Miguel era o único filho de Daniel e de Karla Mota Guimarães. Após o falecimento, os pais do menino entraram com ação na Justiça pedindo o pagamento de R$ 6.723,02 correspondente às despesas com o funeral do filho. Solicitaram, ainda, a compensação dos danos extrapatrimoniais, devido à morte da criança, por meio de indenização estimada em R$ 522.500,00, para cada um. Agora, o valor fixado está em R$ 200 mil.
Diagnóstico inadequado
Na decisão inicial, o juiz Luís Martius Holanda Bezerra Júnior considerou que “a sucessão consignada no prontuário evidencia que o paciente, no momento do atendimento inicial, já apresentava alterações patológicas tipicamente determinantes de desidratação (vômito frequente, diarreia e febre), que não teria sido adequadamente diagnosticada e tratada pela médica responsável pela segunda avaliação”.
“Constata-se a existência de conduta culposa, externada sob o viés específico da negligência, a determinar, pela deficitária atenção dispensada, a irreversibilidade do quadro”, afirmou o magistrado.

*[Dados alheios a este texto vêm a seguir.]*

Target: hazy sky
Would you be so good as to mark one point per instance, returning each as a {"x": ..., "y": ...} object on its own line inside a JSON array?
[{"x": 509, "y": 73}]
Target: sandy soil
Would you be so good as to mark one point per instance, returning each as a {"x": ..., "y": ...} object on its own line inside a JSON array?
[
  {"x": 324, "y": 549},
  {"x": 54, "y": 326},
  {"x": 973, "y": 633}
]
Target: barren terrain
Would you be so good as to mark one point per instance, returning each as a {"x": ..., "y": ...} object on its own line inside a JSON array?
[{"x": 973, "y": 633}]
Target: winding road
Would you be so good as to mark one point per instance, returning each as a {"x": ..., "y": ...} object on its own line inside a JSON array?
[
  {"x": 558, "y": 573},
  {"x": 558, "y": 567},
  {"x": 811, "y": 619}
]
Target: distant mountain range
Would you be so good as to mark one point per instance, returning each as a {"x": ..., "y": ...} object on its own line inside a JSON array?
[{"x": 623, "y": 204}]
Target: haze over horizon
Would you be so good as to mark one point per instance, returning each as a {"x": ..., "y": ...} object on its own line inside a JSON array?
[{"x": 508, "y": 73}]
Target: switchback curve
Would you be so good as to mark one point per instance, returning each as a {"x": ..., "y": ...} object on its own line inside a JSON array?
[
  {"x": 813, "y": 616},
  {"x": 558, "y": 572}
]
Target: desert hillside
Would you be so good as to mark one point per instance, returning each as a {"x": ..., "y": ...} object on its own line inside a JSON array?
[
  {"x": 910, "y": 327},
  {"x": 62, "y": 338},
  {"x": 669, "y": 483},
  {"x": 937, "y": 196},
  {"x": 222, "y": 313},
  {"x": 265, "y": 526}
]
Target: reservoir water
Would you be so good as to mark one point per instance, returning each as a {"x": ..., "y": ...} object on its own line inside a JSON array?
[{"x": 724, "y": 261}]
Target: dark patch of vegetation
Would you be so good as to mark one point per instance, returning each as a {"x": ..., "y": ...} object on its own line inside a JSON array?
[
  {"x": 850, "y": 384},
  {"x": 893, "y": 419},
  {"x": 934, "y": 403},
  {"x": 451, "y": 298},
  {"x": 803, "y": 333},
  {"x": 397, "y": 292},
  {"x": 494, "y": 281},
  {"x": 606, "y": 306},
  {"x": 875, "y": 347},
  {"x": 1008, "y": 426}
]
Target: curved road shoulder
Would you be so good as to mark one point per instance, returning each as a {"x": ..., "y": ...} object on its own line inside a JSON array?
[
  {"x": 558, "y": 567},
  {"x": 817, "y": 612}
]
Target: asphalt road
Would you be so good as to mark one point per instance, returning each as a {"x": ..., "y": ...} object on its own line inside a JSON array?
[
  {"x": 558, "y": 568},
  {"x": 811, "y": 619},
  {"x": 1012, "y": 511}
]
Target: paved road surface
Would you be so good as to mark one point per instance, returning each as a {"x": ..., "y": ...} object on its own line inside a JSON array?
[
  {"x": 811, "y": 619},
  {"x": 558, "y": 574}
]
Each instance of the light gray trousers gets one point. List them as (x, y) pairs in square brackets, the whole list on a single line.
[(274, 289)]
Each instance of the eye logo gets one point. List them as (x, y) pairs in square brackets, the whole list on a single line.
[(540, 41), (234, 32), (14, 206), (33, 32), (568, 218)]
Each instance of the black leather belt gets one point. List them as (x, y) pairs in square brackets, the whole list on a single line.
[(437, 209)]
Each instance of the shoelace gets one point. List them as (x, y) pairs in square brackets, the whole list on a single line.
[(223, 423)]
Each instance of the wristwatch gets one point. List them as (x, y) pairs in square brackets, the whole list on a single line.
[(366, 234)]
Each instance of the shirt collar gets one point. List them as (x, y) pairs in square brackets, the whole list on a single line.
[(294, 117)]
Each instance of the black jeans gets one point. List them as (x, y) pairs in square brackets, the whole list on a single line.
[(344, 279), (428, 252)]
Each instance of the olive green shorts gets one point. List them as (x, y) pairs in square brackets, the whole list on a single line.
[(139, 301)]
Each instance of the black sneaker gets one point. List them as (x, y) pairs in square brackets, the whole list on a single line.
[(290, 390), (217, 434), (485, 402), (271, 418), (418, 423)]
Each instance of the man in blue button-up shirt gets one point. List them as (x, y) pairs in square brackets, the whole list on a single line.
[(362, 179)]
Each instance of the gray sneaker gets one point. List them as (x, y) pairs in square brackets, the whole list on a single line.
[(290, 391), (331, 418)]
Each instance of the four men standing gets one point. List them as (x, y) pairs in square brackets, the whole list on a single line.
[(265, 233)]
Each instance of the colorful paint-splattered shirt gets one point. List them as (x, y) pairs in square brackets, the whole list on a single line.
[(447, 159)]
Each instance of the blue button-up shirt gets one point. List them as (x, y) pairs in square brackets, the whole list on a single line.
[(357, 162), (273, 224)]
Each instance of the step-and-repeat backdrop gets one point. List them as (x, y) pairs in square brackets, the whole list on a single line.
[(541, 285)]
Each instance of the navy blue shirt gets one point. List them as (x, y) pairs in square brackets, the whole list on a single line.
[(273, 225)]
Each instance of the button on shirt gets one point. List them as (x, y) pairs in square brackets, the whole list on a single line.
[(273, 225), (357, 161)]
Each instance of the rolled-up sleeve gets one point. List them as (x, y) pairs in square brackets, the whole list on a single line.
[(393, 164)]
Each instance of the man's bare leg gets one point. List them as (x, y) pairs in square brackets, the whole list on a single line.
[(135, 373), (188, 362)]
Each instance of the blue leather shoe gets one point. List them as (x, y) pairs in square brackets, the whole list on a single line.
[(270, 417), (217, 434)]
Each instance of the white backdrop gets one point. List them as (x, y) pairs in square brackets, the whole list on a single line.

Na sentença, Luís Martius destaca ainda que “salta aos olhos, ante as circunstâncias e os desdobramentos do caso em exame, a atuação claramente deficitária, e, portanto, negligente, imputável a integrante da equipe médica do requerido, que, claramente, subestimou os sintomas do paciente e prescreveu, de forma insuficiente, tratamento incapaz de reverter, a tempo, o quadro apresentado”.
O magistrado também apontou que a prescrição teria sido limitada a 500 ml de soro fisiológico, por via intravenosa, a cada oito horas, sendo que, diante da grave desidratação, a reposição adequada seria de 260 ml por hora.